Эмиль сидел к ней вполоборота: ему и не нужно было на нее смотреть. Он назубок знал эту комедию, как и все прочие, которые разыгрывала Маргарита. Он улыбался смутной улыбкой, не отводя взгляда от поленьев, становившихся все чернее. Наконец встал, взял еще две чурки и подложил в камин, придав им устойчивость с помощью кочерги.

Снаружи не доносилось больше ни звука — только шелест дождя да журчание фонтанчика в мраморном бассейне. В тупике стояло в ряд семь домов, все одинаковые: в центре фасада входная дверь, слева два окна гостиной, справа окно столовой, за которой расположилась кухня. Спальни находились на втором этаже.

Еще два года назад на противоположной стороне тупика высились такие же дома под четными номерами. Их, словно картонные игрушки, смел огромный железный шар, которым орудуют при сносе зданий, и теперь пейзаж представлял собой стройку: подъемные краны, балки, камнедробилки, доски.

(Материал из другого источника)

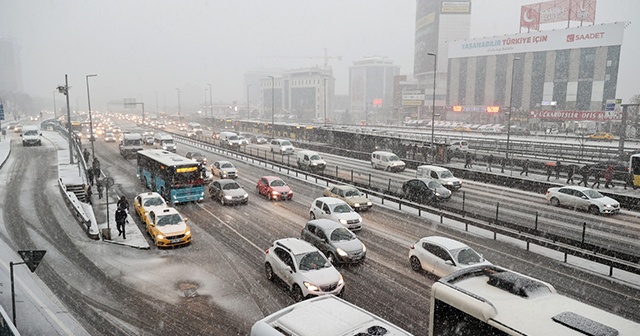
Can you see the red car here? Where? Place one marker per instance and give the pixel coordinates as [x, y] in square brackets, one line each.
[274, 187]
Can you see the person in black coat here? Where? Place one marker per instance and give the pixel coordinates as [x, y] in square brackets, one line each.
[121, 219]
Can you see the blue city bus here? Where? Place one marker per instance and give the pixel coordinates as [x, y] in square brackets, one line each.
[175, 177]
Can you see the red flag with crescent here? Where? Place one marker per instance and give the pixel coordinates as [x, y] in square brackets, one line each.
[530, 17]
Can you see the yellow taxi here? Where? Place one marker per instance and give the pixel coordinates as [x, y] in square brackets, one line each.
[602, 136]
[167, 227]
[145, 202]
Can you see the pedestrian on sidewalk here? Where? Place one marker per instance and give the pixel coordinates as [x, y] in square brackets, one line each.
[608, 177]
[489, 162]
[570, 172]
[123, 203]
[86, 155]
[584, 171]
[597, 174]
[90, 175]
[558, 168]
[525, 167]
[121, 218]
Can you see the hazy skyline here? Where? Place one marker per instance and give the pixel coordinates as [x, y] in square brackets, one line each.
[141, 47]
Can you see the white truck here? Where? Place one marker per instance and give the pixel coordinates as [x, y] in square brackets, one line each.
[130, 144]
[31, 136]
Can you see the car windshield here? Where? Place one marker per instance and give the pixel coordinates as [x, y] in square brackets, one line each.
[230, 186]
[277, 183]
[172, 219]
[342, 208]
[434, 184]
[446, 174]
[352, 193]
[592, 193]
[153, 201]
[466, 256]
[342, 234]
[312, 261]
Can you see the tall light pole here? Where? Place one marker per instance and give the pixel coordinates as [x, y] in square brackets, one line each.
[248, 103]
[210, 99]
[179, 111]
[325, 101]
[273, 106]
[91, 139]
[157, 113]
[55, 109]
[65, 91]
[513, 64]
[433, 106]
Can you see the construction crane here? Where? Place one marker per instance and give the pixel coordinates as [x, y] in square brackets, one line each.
[326, 57]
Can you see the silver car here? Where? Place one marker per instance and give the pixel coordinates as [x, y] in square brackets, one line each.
[334, 240]
[228, 192]
[441, 256]
[582, 198]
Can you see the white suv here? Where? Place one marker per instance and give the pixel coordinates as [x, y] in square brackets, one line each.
[303, 268]
[336, 210]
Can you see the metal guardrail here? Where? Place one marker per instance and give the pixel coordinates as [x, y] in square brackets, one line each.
[567, 246]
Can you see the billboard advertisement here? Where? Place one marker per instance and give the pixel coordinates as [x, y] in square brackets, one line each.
[603, 35]
[533, 15]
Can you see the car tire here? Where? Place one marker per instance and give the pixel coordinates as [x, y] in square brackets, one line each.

У троих из обитателей улочки были свои машины. Даже при опущенных ставнях слышно было, если вечером кто-нибудь уезжал. А снаружи было видно, в какой комнате расположились люди. Почти никто из жильцов не задергивал шторы, и в окнах можно было разглядеть супружеские пары, семью за столом, лысеющего мужчину, который читал в кресле под картиной в потускневшей золоченой раме, ребенка, склонившегося над тетрадью и сосущего карандаш, женщину, занятую чисткой овощей на завтра.

Вокруг стояла мягкая, обволакивающая тишина. По правде сказать, фонтан был слышен, только когда гасили в комнате свет и ложились в постель.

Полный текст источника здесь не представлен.